Nido Taniam is no ordinary death. He was the victim of racial prejudice in the capital of India, a martyr of those who don’t appreciate what the maxim, “unity in diversity,” means, and why it is, if taken seriously, so very important. People from the North East have come to Delhi (and other areas), for years. Because they are an ethnic community with facial features different from us, they have been dubbed “chinks” (Chinese). This is a one sided racism. I taught in Manipur for a year, and was always treated with courtesy. Attacks on non-Manipuris were unheard of.
The moot question is why is there no racism in the North East, while there is so much in Delhi, the capital of pluralist India, marked by a cosmopolitan culture, and a variety of educational educations? This racism (and sexism) appears to have been transmitted through generations, from grandfather to father to son. There has basically no anti-racist sensitisation. Delhi citizens have not heard of liberators like Hijam Irabot Singh, or champion boxer Mary Kom (both Manipuris). There are hundreds of such examples.
There have been contributions to the other Indian communities across the board. In 1962, the Indians of Arunachal Pradesh (Nido Taniam’s homeland), carried tonnes of equipment and guided Indian soldiers, even across Chinese lines. So how dare racist, ignorant (of other cultures), brutal Delhiwalas tease, attack and even kill, Indians who look different? Delhi is supposed to be a ‘melting pot’), but is it?
It is true that Delhi (especially elite inhabited) is a privileged place compared to the rest of India, but some lumpen elements seem to be misusing these privileges. There is no option to have a mix of gender/racial/nationality sensitisation at the school and university level. For those in public contact from shopkeepers to bus conductors, all should get sensitisation classes including exposure to the pluralism of the Indian people and cultures.
Of course, a critical target has to be the police. Almost all have weapons, but many are shoddy in their work, often when dealing with people of other cultures. There should be exemplary punishment of policemen and officers being laggard or deficient in their duty, like the shocking behaviour of the Lajpat Nagar police.

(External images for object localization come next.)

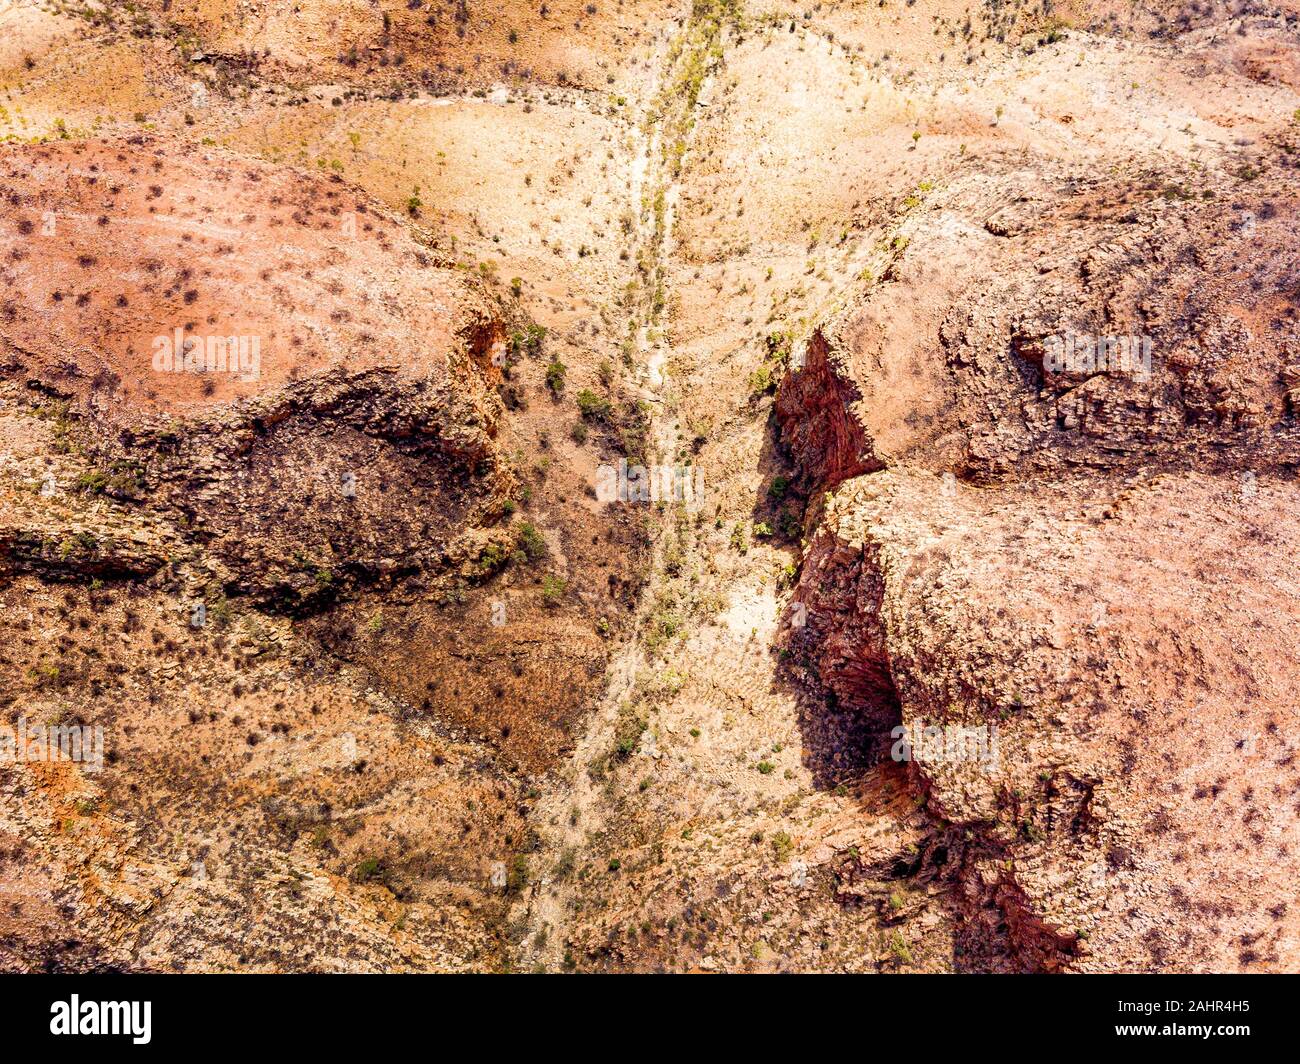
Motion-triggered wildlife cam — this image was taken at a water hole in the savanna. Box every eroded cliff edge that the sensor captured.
[779,153,1300,971]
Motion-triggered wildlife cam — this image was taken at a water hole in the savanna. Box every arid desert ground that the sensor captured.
[1,0,1299,972]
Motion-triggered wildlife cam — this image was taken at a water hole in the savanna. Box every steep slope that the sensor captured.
[0,137,638,970]
[775,32,1300,969]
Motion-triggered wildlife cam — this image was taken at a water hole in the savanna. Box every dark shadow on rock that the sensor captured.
[745,405,901,789]
[787,674,898,790]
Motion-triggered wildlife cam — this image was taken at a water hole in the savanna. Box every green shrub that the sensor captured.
[888,930,913,964]
[612,704,646,761]
[576,388,612,420]
[545,358,567,394]
[730,522,749,554]
[476,541,513,575]
[74,470,109,494]
[541,573,567,606]
[353,857,386,883]
[516,522,547,563]
[507,853,529,895]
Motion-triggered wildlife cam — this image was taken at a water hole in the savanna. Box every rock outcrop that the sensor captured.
[779,145,1300,970]
[1,138,520,609]
[778,161,1300,486]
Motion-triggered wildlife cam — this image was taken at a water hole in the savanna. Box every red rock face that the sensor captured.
[777,165,1300,491]
[0,139,519,612]
[775,328,880,491]
[793,469,1300,970]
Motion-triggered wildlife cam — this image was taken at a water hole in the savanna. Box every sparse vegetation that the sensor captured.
[8,0,1291,983]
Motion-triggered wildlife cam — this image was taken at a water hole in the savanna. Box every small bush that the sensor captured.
[612,704,646,761]
[516,522,547,563]
[353,857,386,883]
[748,364,775,396]
[888,931,913,964]
[576,388,612,420]
[541,573,567,606]
[730,522,749,554]
[506,853,529,895]
[74,470,109,494]
[545,358,567,394]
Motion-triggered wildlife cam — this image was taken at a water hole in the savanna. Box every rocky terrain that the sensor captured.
[0,0,1298,972]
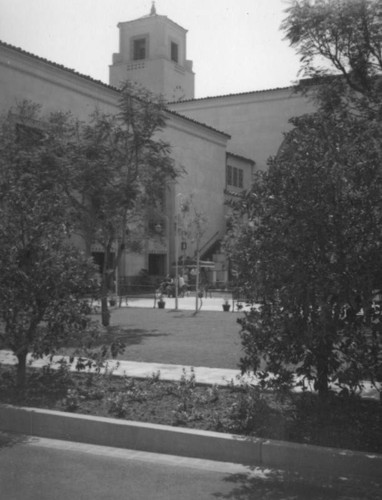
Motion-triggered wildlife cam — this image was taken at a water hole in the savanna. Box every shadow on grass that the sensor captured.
[0,431,30,450]
[212,469,378,500]
[170,312,198,319]
[98,327,170,347]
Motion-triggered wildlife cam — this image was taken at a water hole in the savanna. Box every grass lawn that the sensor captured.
[90,307,244,369]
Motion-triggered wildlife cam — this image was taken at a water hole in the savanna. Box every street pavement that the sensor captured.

Above all, this must be the responsibility of the educated middle class. We must not look the other way when someone from another racial community is being harassed. That is the time our nationalism, our culture, our civic manners should prompt us to counter racism (and if women–sexism). Then it is time to stand up and say s/he is my sister/brother/fellow Indian and I will not let you trouble her/him. Not enough of us have stood up when the challenge came. If we had Nido Taniam would be alive.